The FBI also waited until November to talk to anyone who had worked with Mr. Steele during his tenure at Britain’s MI6—after the FBI had fired him for talking to the press. Only then did it learn that former colleagues believed Mr. Steele was prone to “rash judgments” and had a “lack of self awareness.” It didn’t bother talking to his primary source until January 2017, when it discovered that much of the reporting Mr. Steele provided was gossip.
The IG confirms that the FBI also made no effort to “determine who was financing Steele’s election related research.” Mr. Steele told the IG he knew who his paymasters were by late July, and Justice official Bruce Ohr told Congress that he warned FBI officials in August that Mr. Steele was hired by somebody “related to the Clinton campaign.” A team of FBI officials interviewed Mr. Steele in early October. Nobody asked about his employer.

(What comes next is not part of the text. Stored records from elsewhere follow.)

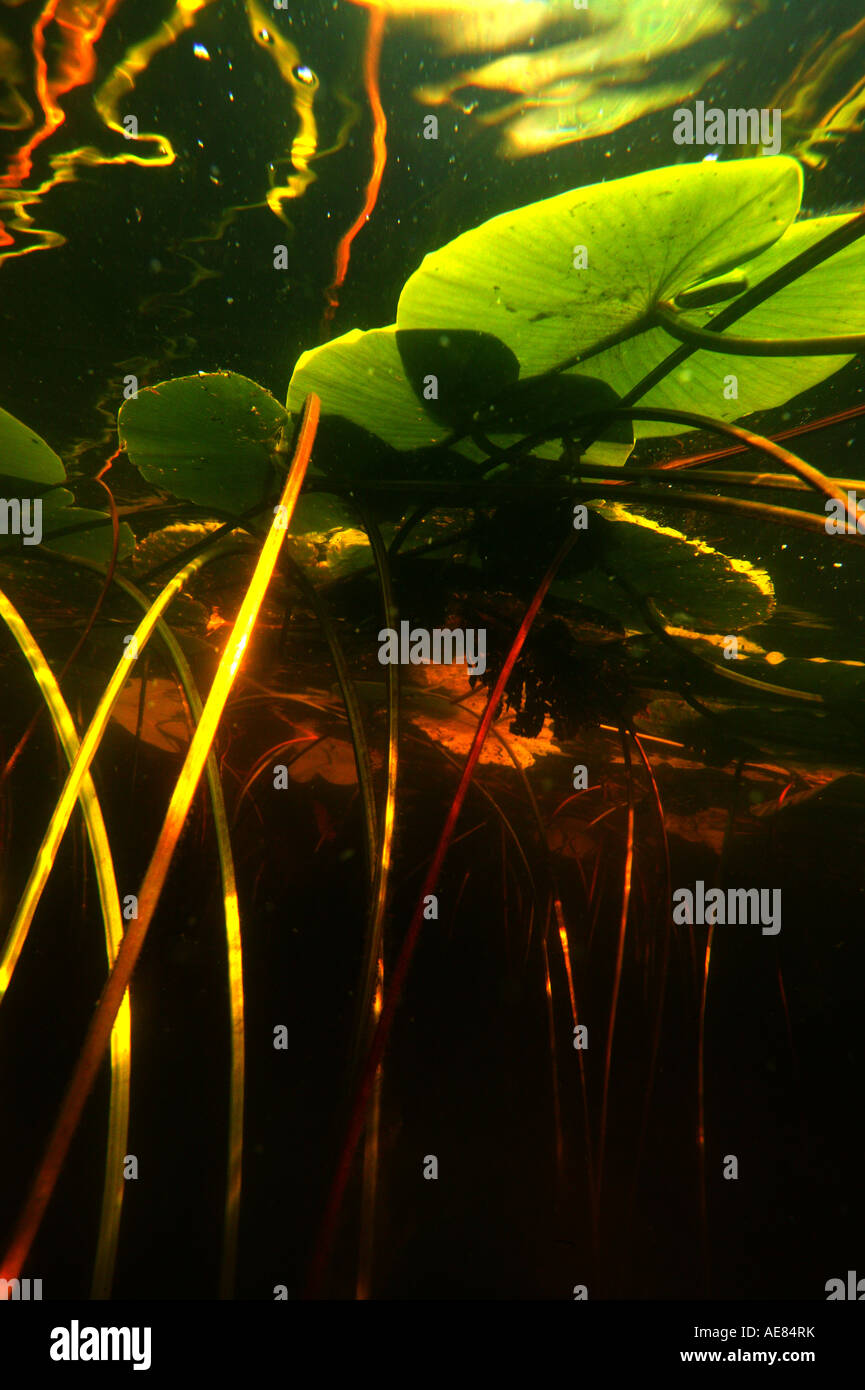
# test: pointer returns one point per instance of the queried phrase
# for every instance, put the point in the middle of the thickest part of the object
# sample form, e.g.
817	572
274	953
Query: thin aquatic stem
708	339
109	900
383	1030
100	1027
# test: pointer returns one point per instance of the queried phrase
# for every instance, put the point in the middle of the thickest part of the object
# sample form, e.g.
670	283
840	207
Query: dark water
469	1075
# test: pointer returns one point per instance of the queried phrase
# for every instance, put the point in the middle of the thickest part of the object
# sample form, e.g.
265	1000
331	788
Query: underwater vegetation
444	891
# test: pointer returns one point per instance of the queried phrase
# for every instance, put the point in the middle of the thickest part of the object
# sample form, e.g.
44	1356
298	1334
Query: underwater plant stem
372	986
773	451
626	901
106	881
372	59
352	709
785	275
677	325
102	1023
401	969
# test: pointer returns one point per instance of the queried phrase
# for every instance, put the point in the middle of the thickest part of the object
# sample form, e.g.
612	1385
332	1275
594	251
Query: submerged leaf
207	438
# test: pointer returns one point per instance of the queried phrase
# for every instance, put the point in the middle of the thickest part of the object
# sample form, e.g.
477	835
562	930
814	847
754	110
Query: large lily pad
360	377
645	236
205	438
25	455
819	303
690	584
27	458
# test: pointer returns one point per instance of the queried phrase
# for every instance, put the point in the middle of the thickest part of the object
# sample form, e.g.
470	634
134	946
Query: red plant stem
401	969
380	153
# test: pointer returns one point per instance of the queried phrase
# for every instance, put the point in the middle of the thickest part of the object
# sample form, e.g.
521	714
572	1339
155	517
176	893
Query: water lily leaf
206	438
690	584
552	403
455	371
647	238
819	303
25	455
93	542
362	378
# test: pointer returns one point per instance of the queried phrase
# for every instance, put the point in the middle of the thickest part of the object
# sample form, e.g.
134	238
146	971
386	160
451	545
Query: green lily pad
552	403
455	373
25	455
360	377
819	303
95	542
647	238
207	438
690	584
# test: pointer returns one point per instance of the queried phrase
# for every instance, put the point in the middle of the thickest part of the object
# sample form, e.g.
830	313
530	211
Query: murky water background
142	284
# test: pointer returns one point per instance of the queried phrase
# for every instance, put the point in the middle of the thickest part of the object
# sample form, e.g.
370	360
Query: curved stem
668	317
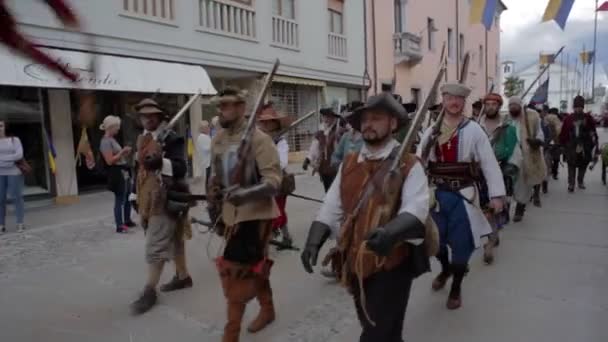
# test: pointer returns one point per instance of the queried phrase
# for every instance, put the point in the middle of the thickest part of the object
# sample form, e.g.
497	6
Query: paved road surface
73	281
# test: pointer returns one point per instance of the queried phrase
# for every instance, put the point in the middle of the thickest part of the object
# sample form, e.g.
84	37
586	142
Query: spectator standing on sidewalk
11	177
119	178
203	148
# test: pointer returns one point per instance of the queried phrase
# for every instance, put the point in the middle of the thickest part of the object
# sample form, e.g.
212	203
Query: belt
451	184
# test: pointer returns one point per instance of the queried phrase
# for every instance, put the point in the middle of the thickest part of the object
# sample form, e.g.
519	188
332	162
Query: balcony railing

Nor did they ask if Mr. Steele had been the source of a Sept. 23, 2016 Yahoo News article that revealed the FBI was looking into Trump-Russia collusion. Various case agents at the time of publication expressed alarm that Mr. Steele was talking to the press (he was), and a draft version of the FISA application fingered him as the leaker. But the IG says nobody at the October meeting asked Mr. Steele if he talked to the press. The final FISA application incorrectly asserted to the court that Mr. Steele had not.